The plot, you will recall, is about an older man telling two soldiers that their fiancées won't be faithful to them. He says a woman's constancy is like the phoenix-everyone talks about it but no one has ever seen it. The soldiers accept a bet and put on disguises, woo each other's fiancées (who happen to be sisters) and seduce them.

The title literally means "Thus do all [women]" and is sometimes translated as "Women are like that." That is a sad commentary on the attitudes of European men during the period of so-called Enlightenment.

How could the girls not know their own lovers? Some productions have portrayed the girls as adolescents, hence immature and fickle, yet that still didn't answer the question about not recognizing their own fiancées.

Director Nic Muni set this production in the 1960s. Turns out that he solved the problem convincingly, and finally we have a Così that's believable.

The soldiers and their fiancées seem like many young people in the 60s, smoking pot and tripping on acid. In Da Ponte's 1790 libretto the boys pretend to sail off to battle and return disguised as mustachioed Albanians. In Muni's translation they say they have to ship out to Vietnam, then return in hippie regalia, with full beards. A hookah pipe and a potted marijuana plant are on the stage and when the girls get stoned they can't recognize their own lovers.

(The Muni text was projected above the stage, while the singing was in the traditional Italian.)

The newcomers party with the girls to the point where they can't see anything accurately. What's more, the drugs cause the girls to relax their inhibitions and indulge in their fantasies of sexual experimentation.

In Muni's concept the boys are ROTC (training company) officers in the U.S. Marines and the ladies are young, wealthy socialites. Alfonso, who organizes the ruse, is a military officer who served in Vietnam. It raises the provocative question: What could he have experienced in his career to make him so cynical?

Mozart and Da Ponte called attention to inequalities between the titled and the ordinary people. In this production the class system was economic. The young couples are privileged folk who attended Harvard and Vassar and summered on Martha's Vineyard. Despina is their oppressed domestic who asks, "Why should they get the taste and I only the smell?"

Another novelty in this production was the casting of first-year AVA artists in all of the roles. We should keep in mind that the school has a rigorous audition process, and every singer who is admitted already has a college or music school degree and extensive experience.

All of the six principals looked attractive and sounded fine.

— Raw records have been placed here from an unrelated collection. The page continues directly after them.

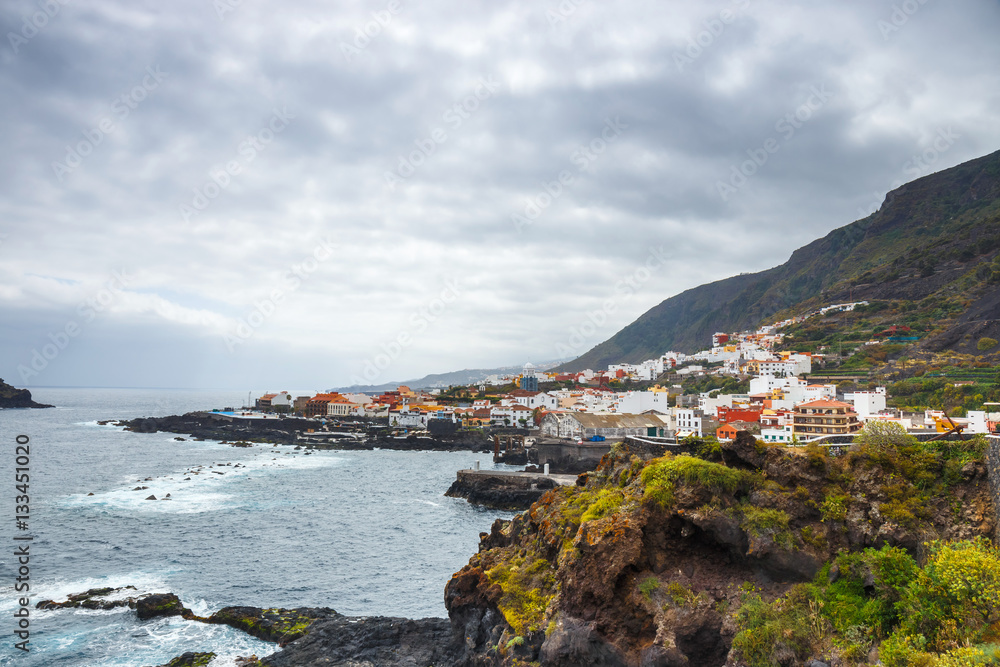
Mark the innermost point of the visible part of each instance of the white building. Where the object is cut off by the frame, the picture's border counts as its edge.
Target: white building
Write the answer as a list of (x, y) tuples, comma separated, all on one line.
[(780, 434), (688, 422), (867, 403), (637, 402)]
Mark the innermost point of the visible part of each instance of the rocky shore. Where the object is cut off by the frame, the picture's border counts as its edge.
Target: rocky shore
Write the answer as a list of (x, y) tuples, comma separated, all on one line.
[(746, 554), (11, 397), (499, 490), (358, 435)]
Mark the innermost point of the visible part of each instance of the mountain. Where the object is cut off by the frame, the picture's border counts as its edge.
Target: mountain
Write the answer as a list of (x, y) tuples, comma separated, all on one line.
[(10, 397), (931, 246), (444, 380)]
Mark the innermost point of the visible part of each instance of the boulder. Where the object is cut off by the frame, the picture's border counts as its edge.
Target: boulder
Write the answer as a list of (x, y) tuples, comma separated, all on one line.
[(159, 604), (575, 642)]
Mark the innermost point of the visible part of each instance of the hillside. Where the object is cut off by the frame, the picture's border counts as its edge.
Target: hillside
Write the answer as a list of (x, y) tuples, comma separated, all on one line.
[(745, 555), (11, 397), (931, 245)]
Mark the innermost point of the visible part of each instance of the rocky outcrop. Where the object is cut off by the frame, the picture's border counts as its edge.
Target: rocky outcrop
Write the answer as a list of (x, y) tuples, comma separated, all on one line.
[(364, 434), (11, 397), (191, 659), (272, 625), (160, 604), (373, 641), (646, 563), (497, 491), (147, 606)]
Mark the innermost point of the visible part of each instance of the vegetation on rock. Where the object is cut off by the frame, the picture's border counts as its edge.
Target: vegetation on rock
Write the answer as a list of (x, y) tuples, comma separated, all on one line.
[(800, 554)]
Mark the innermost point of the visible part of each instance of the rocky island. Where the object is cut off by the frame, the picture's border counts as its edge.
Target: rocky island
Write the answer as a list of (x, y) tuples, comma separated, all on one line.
[(743, 554), (11, 397)]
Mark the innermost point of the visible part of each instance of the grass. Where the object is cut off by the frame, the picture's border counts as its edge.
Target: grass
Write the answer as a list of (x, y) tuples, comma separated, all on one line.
[(661, 476), (528, 588)]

Soprano Melinda Whittington was a fiery Fiordiligi, singing the opera's most challenging arias, a powerful "Come scoglio" (Strongly founded) when she resisted temptation and a touching "Per pieta" (For mercy) after she succumbed. Mezzo Julia Dawson was adorable as Dorabella, Jonas Hacker and Michael Adams were stalwart as the soldiers Ferrando and Gugielmo, Daniel Noyola commanding as Alfonso, Anush Avetisyan tempting as Despina.

Christofer Macatsoris conducted the orchestra magnificently, with lilt and pensiveness and anger where each were called for. No matter what one's opinion of the story, everyone must agree that the music is Mozart at the top of his game.